FET's can be classified into horizontal architectures and vertical architectures. Horizontal FET's exhibit carrier flow from source to drain in a direction parallel to the horizontal plane of the substrate on which they are formed. Vertical FET's exhibit carrier flow from source to drain in a direction vertical to the horizontal plane of the substrate on which they are formed. Because channel length for vertical FET's does not depend on the smallest feature size resolvable by lithographic equipment and methods, vertical FET's can be made with a shorter channel length than horizontal FET's. Consequently, vertical FET's can switch faster and possess a higher power handling capacity than horizontal FET's.
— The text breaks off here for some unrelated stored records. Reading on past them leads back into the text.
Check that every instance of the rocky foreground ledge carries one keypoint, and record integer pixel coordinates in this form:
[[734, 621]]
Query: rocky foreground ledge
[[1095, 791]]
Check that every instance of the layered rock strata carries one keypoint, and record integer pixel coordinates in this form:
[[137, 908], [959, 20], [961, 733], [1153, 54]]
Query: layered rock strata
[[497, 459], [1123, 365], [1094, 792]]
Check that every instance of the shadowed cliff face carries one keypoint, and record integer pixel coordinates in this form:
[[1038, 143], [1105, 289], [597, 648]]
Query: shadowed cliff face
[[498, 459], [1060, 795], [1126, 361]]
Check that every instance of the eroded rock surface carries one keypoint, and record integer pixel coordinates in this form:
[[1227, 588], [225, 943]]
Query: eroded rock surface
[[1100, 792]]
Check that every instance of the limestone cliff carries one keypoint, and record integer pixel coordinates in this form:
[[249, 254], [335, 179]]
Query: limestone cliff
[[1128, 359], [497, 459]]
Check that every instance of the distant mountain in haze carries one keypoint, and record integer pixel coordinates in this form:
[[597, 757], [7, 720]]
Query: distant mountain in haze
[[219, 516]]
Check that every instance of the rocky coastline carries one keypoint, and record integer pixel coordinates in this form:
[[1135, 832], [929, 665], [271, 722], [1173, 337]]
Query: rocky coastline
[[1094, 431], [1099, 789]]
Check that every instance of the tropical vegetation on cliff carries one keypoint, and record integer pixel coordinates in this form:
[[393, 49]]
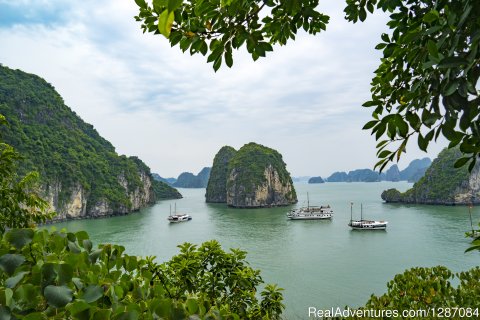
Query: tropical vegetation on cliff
[[254, 176], [217, 184], [189, 180], [425, 85], [61, 275], [67, 152], [316, 180], [250, 163], [441, 184]]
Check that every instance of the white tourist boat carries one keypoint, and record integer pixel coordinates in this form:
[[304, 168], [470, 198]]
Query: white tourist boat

Carbon nanotubes are nanoscale high-aspect-ratio cylinders consisting of hexagonal rings of carbon atoms that have been proposed for use in forming hybrid devices, such as FET's. Carbon nanotubes efficiently conduct in their conducting form and act as a semiconductor in their semiconductor form. Horizontal FET's have been fabricated using a single semiconducting carbon nanotube as a channel region and forming ohmic contacts at opposite ends of the carbon nanotube extending between a gold source electrode and a gold drain electrode situated on the surface of a substrate. A gate electrode is defined in the substrate underlying the carbon nanotube and generally between the source and drain electrodes. The exposed surface of the substrate is oxidized to define a gate dielectric between the buried gate electrode and the carbon nanotube. Such horizontal FET's should switch reliably while consuming significantly less power than a comparable silicon-based device structure due to the small dimensions of the carbon nanotube. Although successfully formed under laboratory conditions by manipulating single carbon nanotubes using an atomic force microscope, these horizontal FET device structures are incompatible with mass production techniques.
What is needed, therefore, is a vertical FET structure incorporating one or more semiconducting carbon nanotubes as a channel region that is compliant with mass production techniques for IC chips.